Separate legal entity: An LLP is a separate legal entity. This means that it has assets in its own name and can sue and be sued. Furthermore, one partner is not responsible or liable for another partner’s misconduct or negligence.
No owner/manager distinction: An LLP has partners, who own and manage the business. This is different from a private limited company, whose directors may be different from shareholders. For this reason, VCs do not invest in the LLP structure.
Flexible agreement: The partners are free to draft the agreement as they please, with regard to their rights and duties.

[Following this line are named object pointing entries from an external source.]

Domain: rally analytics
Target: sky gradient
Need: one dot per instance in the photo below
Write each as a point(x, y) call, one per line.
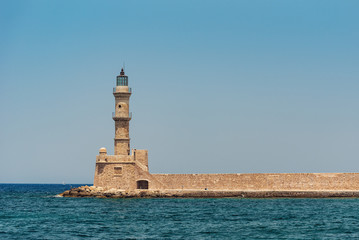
point(218, 86)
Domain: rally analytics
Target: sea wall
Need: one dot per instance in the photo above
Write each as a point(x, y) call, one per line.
point(260, 181)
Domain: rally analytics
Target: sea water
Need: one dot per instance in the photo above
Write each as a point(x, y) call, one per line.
point(32, 211)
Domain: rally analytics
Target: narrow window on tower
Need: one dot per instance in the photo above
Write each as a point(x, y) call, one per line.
point(118, 171)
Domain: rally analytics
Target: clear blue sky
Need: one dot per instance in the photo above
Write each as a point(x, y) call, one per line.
point(218, 86)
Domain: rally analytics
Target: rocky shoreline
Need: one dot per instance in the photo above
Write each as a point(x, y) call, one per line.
point(98, 192)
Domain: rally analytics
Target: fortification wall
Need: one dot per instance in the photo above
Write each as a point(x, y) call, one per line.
point(261, 181)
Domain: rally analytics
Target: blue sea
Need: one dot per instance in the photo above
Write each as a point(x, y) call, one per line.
point(32, 211)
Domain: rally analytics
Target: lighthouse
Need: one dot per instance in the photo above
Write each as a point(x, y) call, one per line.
point(122, 115)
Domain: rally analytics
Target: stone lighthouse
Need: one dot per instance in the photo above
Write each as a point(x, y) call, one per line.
point(126, 169)
point(122, 116)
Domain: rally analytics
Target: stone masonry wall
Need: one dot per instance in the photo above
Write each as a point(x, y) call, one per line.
point(264, 181)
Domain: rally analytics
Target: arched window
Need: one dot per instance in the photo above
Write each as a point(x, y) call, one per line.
point(142, 184)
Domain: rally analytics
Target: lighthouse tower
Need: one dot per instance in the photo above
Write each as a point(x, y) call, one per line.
point(122, 116)
point(126, 169)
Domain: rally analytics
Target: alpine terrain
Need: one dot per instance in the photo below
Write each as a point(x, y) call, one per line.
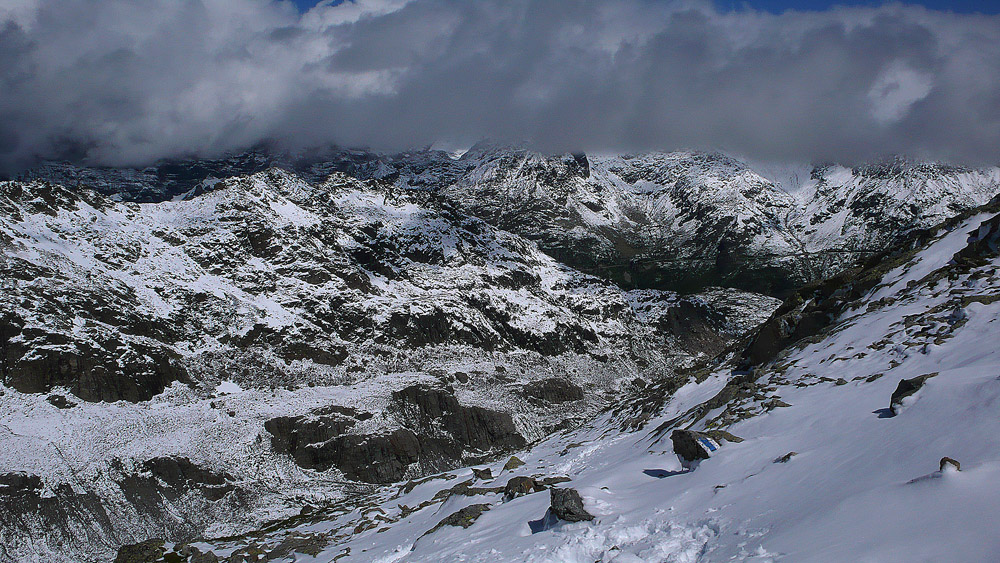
point(498, 355)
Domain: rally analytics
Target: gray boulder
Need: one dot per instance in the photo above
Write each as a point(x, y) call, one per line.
point(691, 446)
point(567, 504)
point(518, 486)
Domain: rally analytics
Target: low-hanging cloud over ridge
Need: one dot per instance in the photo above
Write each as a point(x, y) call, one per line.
point(124, 82)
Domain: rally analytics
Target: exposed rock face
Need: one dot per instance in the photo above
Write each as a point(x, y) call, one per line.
point(180, 496)
point(437, 432)
point(688, 445)
point(949, 463)
point(567, 504)
point(907, 388)
point(464, 518)
point(553, 390)
point(485, 474)
point(683, 220)
point(518, 486)
point(229, 317)
point(436, 410)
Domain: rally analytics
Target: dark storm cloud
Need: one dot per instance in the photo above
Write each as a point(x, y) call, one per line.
point(128, 82)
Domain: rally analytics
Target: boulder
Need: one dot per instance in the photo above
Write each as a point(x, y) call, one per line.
point(949, 463)
point(513, 463)
point(518, 486)
point(463, 518)
point(691, 446)
point(554, 390)
point(567, 504)
point(142, 552)
point(907, 388)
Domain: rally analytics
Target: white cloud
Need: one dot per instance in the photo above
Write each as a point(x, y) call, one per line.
point(896, 89)
point(120, 82)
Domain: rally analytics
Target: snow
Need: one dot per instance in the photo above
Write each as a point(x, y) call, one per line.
point(227, 388)
point(862, 486)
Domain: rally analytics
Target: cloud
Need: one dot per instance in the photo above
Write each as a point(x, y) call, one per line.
point(120, 82)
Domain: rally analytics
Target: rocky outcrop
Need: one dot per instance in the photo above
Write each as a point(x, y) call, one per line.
point(437, 432)
point(691, 446)
point(567, 504)
point(907, 388)
point(436, 411)
point(462, 518)
point(553, 390)
point(518, 486)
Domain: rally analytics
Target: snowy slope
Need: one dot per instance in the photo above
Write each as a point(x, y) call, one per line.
point(862, 484)
point(679, 220)
point(208, 364)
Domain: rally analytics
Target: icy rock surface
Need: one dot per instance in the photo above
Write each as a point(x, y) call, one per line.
point(810, 469)
point(264, 343)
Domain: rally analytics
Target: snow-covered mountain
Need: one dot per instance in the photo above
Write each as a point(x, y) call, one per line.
point(680, 221)
point(208, 364)
point(288, 350)
point(859, 423)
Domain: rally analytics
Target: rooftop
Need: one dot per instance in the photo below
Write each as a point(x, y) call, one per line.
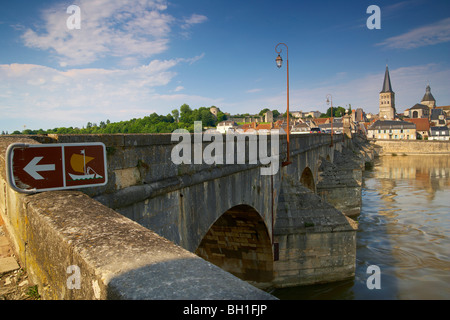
point(391, 124)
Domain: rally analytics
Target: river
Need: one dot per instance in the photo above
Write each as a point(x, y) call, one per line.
point(404, 229)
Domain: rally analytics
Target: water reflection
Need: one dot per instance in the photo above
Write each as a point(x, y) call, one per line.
point(404, 228)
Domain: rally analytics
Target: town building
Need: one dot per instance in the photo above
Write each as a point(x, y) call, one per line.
point(392, 130)
point(422, 127)
point(419, 111)
point(439, 133)
point(225, 126)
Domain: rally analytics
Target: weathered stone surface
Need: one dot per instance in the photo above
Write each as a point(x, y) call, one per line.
point(317, 243)
point(117, 258)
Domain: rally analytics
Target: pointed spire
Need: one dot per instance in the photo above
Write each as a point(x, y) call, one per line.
point(428, 96)
point(387, 87)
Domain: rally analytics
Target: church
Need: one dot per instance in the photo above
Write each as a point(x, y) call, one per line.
point(387, 99)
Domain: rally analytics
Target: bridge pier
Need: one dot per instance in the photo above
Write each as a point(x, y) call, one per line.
point(231, 215)
point(317, 243)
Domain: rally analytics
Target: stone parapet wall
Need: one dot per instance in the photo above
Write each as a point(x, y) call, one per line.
point(412, 147)
point(73, 247)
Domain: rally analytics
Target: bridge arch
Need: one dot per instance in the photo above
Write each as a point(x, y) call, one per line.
point(307, 179)
point(239, 242)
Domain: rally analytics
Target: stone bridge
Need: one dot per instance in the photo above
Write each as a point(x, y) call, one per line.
point(285, 229)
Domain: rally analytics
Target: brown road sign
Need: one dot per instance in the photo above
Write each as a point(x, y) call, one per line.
point(44, 167)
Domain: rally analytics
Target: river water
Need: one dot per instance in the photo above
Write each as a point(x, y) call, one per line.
point(404, 229)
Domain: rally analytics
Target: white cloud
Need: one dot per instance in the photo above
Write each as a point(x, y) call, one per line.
point(127, 28)
point(408, 83)
point(432, 34)
point(254, 90)
point(44, 97)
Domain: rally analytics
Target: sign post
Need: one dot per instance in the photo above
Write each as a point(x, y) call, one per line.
point(34, 168)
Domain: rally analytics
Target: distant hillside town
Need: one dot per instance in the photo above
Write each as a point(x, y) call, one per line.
point(423, 121)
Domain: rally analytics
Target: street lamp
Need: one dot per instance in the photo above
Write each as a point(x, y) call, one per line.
point(279, 62)
point(330, 101)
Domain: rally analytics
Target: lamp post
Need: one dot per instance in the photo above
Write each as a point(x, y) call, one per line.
point(330, 101)
point(279, 62)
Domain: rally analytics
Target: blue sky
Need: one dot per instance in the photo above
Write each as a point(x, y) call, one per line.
point(135, 57)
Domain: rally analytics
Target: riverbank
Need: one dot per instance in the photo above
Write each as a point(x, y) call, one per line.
point(410, 147)
point(403, 228)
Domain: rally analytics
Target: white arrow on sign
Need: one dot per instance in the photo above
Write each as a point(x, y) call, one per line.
point(32, 168)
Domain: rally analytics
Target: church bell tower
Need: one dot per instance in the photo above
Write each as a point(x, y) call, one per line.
point(387, 99)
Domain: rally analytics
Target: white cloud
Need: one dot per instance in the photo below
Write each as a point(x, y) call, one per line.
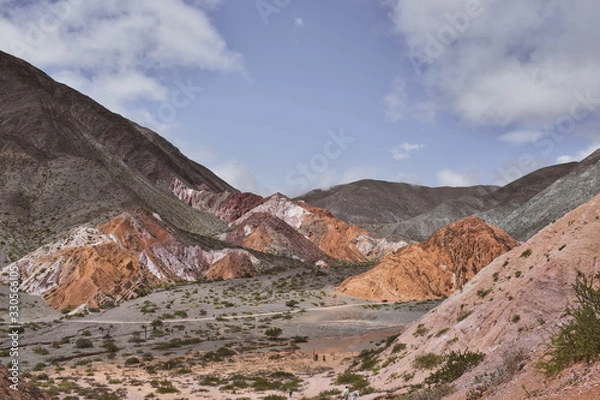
point(234, 173)
point(520, 137)
point(402, 151)
point(580, 155)
point(504, 63)
point(447, 177)
point(114, 50)
point(397, 101)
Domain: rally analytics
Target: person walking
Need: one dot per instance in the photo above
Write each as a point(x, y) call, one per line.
point(346, 393)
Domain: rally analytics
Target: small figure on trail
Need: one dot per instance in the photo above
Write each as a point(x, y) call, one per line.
point(346, 393)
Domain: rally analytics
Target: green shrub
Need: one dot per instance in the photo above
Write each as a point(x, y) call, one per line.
point(399, 347)
point(351, 379)
point(579, 339)
point(455, 364)
point(427, 361)
point(526, 253)
point(83, 343)
point(462, 315)
point(273, 332)
point(420, 331)
point(40, 350)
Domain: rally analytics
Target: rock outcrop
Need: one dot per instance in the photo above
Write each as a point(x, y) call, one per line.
point(121, 259)
point(508, 311)
point(435, 268)
point(285, 227)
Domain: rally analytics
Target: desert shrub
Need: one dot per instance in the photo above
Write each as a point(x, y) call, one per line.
point(166, 387)
point(398, 347)
point(526, 253)
point(110, 346)
point(435, 393)
point(40, 350)
point(83, 343)
point(291, 303)
point(273, 332)
point(579, 339)
point(420, 331)
point(462, 315)
point(351, 379)
point(274, 397)
point(427, 361)
point(455, 364)
point(441, 332)
point(132, 361)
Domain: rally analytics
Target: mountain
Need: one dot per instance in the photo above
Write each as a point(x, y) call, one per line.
point(66, 161)
point(494, 207)
point(371, 202)
point(565, 194)
point(286, 227)
point(435, 268)
point(507, 312)
point(124, 258)
point(399, 210)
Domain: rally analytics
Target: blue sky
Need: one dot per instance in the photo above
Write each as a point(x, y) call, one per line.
point(291, 95)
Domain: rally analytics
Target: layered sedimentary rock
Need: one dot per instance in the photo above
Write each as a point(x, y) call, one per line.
point(435, 268)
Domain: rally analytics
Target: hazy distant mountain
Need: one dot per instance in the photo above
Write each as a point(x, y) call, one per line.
point(373, 202)
point(508, 311)
point(562, 196)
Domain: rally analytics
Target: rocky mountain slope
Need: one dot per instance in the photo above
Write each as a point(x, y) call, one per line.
point(415, 212)
point(371, 202)
point(565, 194)
point(281, 226)
point(124, 258)
point(66, 160)
point(506, 312)
point(435, 268)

Limited liability: The liability of the partners is limited to the extent of his/her contribution to the LLP. Unless fraud has been detected, the personal assets of the partner are protected from any liability of the LLP.
Fewer compliance requirements: An LLP is much easier and cheaper to run than a private limited company as there are just three compliances per year. On the other hand, a private limited company has a lot of compliances to fulfil and conduct an audit of its books.
Easy to wind-up: Not only is it easy to start, it’s also easier to wind-up an LLP, as compared to a private limited company. While it still takes two to three months to complete this process, it can take over a year to close a private limited company.

Disadvantages of LLP

Inability to raise VC funding: VCs would be unwilling to invest in an LLP structure. This is because all ‘shareholders’ in an LLP must be partners, which have certain responsibilities toward the entity. No VC wants any of these responsibilities, and would, therefore, only invest in a private limited company.
Rights of partners: An LLP can be structured in such a way that one partner has more rights than another. So it isn’t a one vote per share system. So, some lesser partners may feel compromised if higher shareholders choose to move the business in a direction that affects their interests.
Greater penalties: An LLP’s compliances are minimal, but if you don’t complete them, you could end up paying more in fines than you would with a private limited company. These fines can escalate to Rs. 5 lakh for a single year.